This Saturday is World Compliment Day, an international celebration of positivity and promoting the self-esteem of others. Sounds like a pretty easy (not to mention wonderful) event in which to participate, right? Well, if you’ve ever been the recipient of a backhanded compliment, however well-intentioned, you know there are definite “do”s and “don’t”s of complimenting another person. To help you out in this weekend of selfless positivity, we’ve broken down the guidelines to issuing a genuine statement of appreciation.

DO make it specific and follow through

Saying “You’re a great cook” is nice, but saying “I loved that peach cobbler; can I have the recipe?” is even better.

DON’T compliment one thing while degrading another

A classic backhanded compliment is “You’re smarter than you look,” which proves that complimenting one part of a person should never come at the expense of another aspect.

DO compliment the way someone looks, but stay within the limits of polite society

Do her eyes warm your soul? That’s a beautiful sentiment and you should let her know how you feel. But do those eyes make you so amorous that you feel like a character in 50 Shades of Grey? Perhaps keep that emotion to yourself.
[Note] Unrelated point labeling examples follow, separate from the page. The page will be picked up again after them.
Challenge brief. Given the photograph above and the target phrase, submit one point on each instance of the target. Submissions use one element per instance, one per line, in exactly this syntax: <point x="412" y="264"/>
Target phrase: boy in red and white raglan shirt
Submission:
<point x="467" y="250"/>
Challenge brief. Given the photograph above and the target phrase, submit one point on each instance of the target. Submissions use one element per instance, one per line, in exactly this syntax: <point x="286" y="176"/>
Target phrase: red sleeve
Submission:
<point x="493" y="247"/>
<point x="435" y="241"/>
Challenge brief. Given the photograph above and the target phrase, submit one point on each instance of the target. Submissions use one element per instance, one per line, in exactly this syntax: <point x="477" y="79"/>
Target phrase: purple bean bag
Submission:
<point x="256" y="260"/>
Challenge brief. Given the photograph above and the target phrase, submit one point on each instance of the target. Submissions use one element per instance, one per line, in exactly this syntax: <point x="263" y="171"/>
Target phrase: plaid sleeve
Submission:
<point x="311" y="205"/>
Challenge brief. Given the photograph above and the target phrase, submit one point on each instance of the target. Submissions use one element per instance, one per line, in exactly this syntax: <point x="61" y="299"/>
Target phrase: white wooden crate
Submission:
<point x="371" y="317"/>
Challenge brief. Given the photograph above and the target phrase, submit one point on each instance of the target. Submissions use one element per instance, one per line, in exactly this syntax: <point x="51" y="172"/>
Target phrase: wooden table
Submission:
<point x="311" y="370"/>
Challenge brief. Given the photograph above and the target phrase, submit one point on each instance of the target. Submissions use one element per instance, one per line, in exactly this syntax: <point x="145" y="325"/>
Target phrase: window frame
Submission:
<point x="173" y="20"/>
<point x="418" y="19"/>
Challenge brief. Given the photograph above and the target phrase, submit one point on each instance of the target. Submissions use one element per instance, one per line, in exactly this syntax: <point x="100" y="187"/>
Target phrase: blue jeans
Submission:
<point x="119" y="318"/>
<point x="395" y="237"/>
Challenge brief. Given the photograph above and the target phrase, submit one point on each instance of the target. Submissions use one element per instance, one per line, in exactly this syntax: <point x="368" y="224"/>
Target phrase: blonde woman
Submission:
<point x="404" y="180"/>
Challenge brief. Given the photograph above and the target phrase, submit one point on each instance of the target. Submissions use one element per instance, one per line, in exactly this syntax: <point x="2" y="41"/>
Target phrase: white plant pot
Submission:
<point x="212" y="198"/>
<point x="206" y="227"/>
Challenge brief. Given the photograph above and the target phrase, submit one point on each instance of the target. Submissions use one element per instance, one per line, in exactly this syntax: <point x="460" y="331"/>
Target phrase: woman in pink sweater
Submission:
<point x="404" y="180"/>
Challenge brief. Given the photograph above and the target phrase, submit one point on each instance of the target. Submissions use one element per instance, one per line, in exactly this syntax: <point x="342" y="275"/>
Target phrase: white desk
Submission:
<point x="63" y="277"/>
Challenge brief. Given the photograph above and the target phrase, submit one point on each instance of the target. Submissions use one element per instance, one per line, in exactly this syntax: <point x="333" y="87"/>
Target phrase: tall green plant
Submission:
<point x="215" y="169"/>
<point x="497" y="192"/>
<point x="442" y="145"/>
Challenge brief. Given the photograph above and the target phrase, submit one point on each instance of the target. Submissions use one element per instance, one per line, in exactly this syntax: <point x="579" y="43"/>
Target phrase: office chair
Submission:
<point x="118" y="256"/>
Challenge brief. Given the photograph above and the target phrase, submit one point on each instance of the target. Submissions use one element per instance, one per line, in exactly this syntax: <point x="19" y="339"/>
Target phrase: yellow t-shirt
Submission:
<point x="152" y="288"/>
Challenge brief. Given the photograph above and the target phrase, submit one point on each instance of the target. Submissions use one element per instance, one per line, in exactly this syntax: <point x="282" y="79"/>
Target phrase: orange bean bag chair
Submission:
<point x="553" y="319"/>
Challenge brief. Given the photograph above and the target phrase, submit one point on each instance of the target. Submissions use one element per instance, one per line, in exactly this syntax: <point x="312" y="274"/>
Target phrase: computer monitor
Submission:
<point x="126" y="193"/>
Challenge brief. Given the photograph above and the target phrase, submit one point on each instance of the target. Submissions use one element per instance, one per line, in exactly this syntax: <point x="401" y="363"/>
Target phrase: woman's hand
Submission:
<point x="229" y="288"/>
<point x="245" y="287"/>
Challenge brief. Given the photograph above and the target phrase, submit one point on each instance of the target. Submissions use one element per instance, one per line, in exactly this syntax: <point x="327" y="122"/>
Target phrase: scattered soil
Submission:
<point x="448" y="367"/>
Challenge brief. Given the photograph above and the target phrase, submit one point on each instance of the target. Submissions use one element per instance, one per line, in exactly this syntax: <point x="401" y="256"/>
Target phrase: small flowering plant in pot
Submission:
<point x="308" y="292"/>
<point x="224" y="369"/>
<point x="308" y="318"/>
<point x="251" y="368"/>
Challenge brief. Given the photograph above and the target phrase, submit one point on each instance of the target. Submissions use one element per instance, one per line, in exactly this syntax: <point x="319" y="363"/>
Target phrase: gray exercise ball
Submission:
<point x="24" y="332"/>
DON’T feel that you need to compliment absolutely everything

Hearing that someone appreciates a meal that you’ve made for them is wonderful, but if they compliment your ability to perform every step of the process (from grinding the pepper to setting the over timer) it begins to sound condescending.

DO learn to accept a compliment with grace

World Compliment Day isn’t, of course, only about giving. On a day such as this, you’re bound to receive a few thoughtful sentiments yourself. While a desire to appear humble may compel you to try and deflect the compliment, that’s actually almost as rude as shouting “Of course I’m gorgeous!” Accepting a compliment with grace means a simple “Thank you.” If the conversation leads into a further discussion, that’s great, but there’s no need to deny the compliment (which is insulting to the giver) or immediately pay it back (which seems disingenuous and will make you both feel awkward). Allow yourself to feel warmed by the nice thing the person has said; that was, after all, their intention in saying it.
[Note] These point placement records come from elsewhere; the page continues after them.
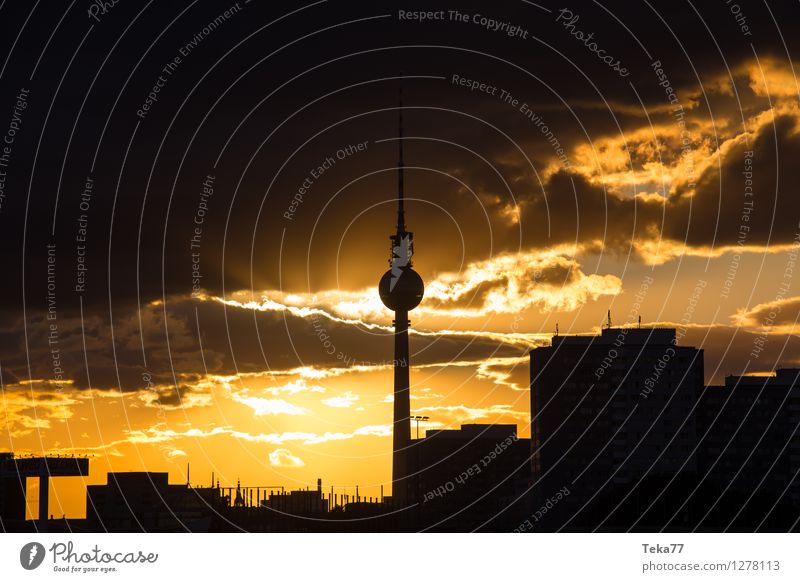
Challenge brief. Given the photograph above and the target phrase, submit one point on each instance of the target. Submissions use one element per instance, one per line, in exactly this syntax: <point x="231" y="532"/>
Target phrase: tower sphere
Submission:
<point x="406" y="293"/>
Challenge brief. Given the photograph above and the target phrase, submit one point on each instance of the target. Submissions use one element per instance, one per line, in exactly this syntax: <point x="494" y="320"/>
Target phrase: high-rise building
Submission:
<point x="609" y="411"/>
<point x="750" y="447"/>
<point x="475" y="478"/>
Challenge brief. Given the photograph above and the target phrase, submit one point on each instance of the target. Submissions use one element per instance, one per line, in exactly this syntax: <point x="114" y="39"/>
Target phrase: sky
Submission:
<point x="196" y="199"/>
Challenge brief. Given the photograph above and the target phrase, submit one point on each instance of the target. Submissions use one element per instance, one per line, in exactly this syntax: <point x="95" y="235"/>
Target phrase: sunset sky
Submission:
<point x="259" y="349"/>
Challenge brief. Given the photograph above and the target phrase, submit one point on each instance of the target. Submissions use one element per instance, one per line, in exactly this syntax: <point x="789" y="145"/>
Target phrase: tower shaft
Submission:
<point x="401" y="429"/>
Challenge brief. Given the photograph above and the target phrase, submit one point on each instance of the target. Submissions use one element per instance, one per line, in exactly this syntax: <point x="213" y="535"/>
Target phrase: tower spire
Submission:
<point x="401" y="218"/>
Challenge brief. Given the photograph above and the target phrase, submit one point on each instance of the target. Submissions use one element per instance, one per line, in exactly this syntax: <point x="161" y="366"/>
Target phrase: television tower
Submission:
<point x="401" y="289"/>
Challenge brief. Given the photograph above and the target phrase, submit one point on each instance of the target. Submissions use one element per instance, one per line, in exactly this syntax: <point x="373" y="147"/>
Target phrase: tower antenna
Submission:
<point x="401" y="213"/>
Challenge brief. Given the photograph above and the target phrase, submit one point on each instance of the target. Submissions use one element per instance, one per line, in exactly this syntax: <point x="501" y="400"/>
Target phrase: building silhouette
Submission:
<point x="624" y="423"/>
<point x="14" y="473"/>
<point x="473" y="479"/>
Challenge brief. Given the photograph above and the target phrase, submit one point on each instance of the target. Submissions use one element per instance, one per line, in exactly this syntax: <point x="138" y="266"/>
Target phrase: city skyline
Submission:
<point x="195" y="231"/>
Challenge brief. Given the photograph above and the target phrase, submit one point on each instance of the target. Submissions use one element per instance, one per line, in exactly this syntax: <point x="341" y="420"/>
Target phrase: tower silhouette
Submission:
<point x="401" y="289"/>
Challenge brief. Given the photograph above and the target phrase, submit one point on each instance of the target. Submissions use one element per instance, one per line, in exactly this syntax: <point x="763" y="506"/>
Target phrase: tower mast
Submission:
<point x="401" y="290"/>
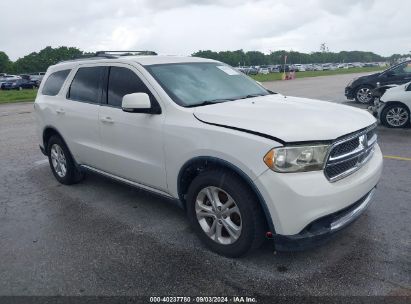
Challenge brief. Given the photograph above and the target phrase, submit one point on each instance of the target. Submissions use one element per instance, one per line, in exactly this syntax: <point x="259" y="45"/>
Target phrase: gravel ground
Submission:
<point x="100" y="237"/>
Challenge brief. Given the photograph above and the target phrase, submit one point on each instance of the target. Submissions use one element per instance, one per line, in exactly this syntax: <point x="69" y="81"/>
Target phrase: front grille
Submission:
<point x="349" y="153"/>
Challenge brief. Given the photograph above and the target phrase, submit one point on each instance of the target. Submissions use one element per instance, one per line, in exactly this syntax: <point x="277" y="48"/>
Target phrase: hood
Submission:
<point x="288" y="119"/>
<point x="396" y="93"/>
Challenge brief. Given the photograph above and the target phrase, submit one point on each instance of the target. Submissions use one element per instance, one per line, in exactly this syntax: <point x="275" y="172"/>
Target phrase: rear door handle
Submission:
<point x="107" y="119"/>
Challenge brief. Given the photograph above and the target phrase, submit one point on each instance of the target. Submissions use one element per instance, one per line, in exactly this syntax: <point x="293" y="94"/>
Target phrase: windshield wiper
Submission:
<point x="209" y="102"/>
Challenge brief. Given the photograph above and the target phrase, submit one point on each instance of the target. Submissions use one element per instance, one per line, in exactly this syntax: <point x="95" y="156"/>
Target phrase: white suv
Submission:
<point x="246" y="163"/>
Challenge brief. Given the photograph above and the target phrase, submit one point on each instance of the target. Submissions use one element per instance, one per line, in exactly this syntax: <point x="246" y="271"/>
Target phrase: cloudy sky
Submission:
<point x="185" y="26"/>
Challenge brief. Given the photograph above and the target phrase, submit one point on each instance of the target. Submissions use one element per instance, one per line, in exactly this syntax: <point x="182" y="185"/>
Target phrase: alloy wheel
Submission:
<point x="397" y="116"/>
<point x="364" y="95"/>
<point x="218" y="215"/>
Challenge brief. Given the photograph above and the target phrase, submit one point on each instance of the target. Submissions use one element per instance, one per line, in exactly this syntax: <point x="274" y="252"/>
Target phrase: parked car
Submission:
<point x="317" y="67"/>
<point x="361" y="88"/>
<point x="284" y="68"/>
<point x="395" y="106"/>
<point x="221" y="144"/>
<point x="19" y="84"/>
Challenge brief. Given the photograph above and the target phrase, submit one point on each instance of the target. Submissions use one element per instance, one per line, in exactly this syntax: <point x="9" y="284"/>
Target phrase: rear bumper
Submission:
<point x="324" y="228"/>
<point x="295" y="200"/>
<point x="43" y="150"/>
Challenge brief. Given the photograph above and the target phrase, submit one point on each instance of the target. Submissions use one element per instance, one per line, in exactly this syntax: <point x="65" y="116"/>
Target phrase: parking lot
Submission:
<point x="100" y="237"/>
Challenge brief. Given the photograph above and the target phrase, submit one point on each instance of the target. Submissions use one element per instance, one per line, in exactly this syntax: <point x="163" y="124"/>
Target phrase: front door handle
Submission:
<point x="107" y="119"/>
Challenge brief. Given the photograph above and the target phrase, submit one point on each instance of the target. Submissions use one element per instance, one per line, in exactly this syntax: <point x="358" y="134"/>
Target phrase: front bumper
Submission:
<point x="295" y="200"/>
<point x="349" y="93"/>
<point x="324" y="228"/>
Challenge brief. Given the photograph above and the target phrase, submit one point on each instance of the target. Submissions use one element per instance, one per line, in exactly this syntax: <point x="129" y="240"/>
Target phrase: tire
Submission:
<point x="395" y="115"/>
<point x="363" y="94"/>
<point x="247" y="220"/>
<point x="61" y="162"/>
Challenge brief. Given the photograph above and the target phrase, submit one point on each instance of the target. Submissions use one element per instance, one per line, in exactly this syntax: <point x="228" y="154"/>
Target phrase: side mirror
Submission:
<point x="137" y="103"/>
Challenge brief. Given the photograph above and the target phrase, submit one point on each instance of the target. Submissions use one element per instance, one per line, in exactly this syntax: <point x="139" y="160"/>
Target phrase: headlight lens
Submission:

DON’T leave anything open to interpretation

Do you admire someone and aspire to one day hold similar accomplishments to them? Don’t say, “I want to be just like you when I’m old.” No matter how well-intentioned your desire to grow into the type of person they are, you can be guaranteed that the only part of that sentence they are going to hear is “old.”

 

Of course, the last thing this day should be about is attempting to follow a rigid set of rules (a rehearsed compliment rarely sounds sincere, anyway), so the most important thing is to let your heart lead you when spreading your messages of joy.

What’s the best compliment you’ve ever been given?